Em 22 de setembro de 1977, tropas de choque e policiais militares comandadas pelo logo Secretário de Segurança Pública do Estado de São Paulo, o coronel Erasmo Dias, invadiram a PUC para interromper um evento do Encontro Vernáculo de Estudantes (ENE), que buscava refundar a União Vernáculo dos Estudantes (UNE), logo proibida pela ditadura militar.
Os agentes espancaram com cassetetes alunos, professores e funcionários, e dispararam bombas que deixaram várias pessoas com queimaduras graves.
“Consegui a proeza de chegar retardado à invasão da PUC”, ri Volpato. “Mas precisava preencher essa vácuo e me empenhei em uma pesquisa grande, já que a história tem várias narrativas.”
O jornalista conta ter revelado que a invasão tinha sido muito mais violenta do que parecia à estação, “um sinistro”. “Durante muito tempo, Erasmo Dias disse que só foram usadas bombas de efeito moral, o que era uma pataratice. Várias pessoas relataram chamas de bombas incendiárias refletindo nas palmeiras da PUC-SP.”
Entre os militantes da Libelu estavam figuras que se tornariam conhecidas no meio político, porquê Antônio Palocci e Luis Gushiken, e na mídia, porquê o sociólogo Demétrio Magnoli. Havia também muitos jornalistas, entre eles Josimar Melo, Matinas Suzuki, Eugênio Bucci, Reinaldo Azevedo, Laura Capriglione, Paulo Moreira Leite e José Arbex Jr..

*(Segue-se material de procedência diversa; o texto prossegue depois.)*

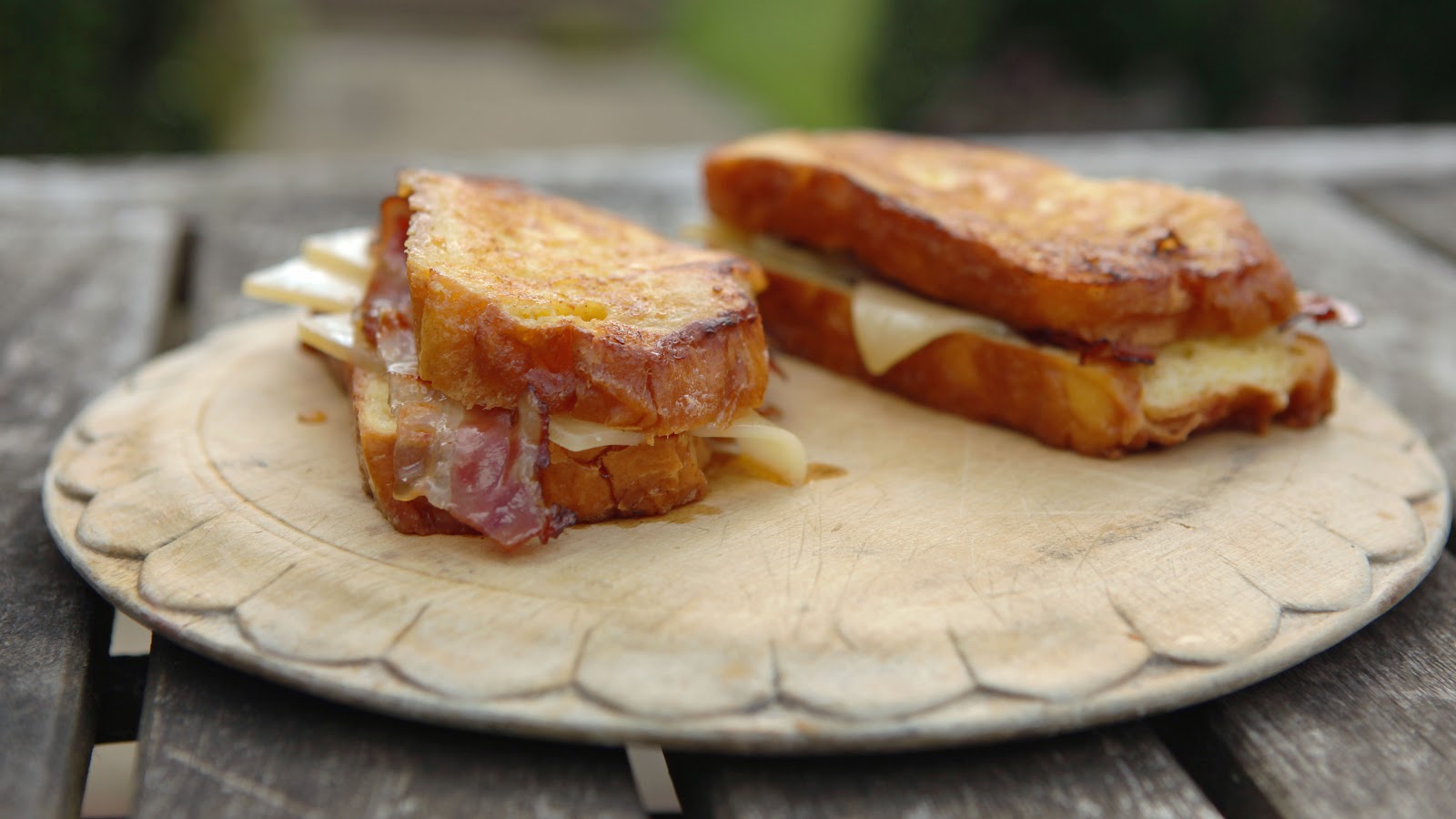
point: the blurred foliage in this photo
(85, 76)
(805, 62)
(1238, 62)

Embora os personagens do romance sejam ficcionais, determinadas cenas do livro trazem figuras reais. No trecho da invasão da USP, por exemplo, aparecem Josimar e seus irmãos Ricardo e Roberto Melo —figuras por quem Volpato nutria grande surpresa—, e o manifestante que anda em direção às tropas é Arbex Jr.
Já Anna, personagem médio na história descrita porquê linda, não é inspirada em Turra, diferentemente do que desconfiam muitas pessoas próximas à Libelu, afirma Volpato. “A Cleusa era, sim, uma musa, mas a Anna não é ela. Posso expor que todas as meninas da Libelu eram muito bonitas.”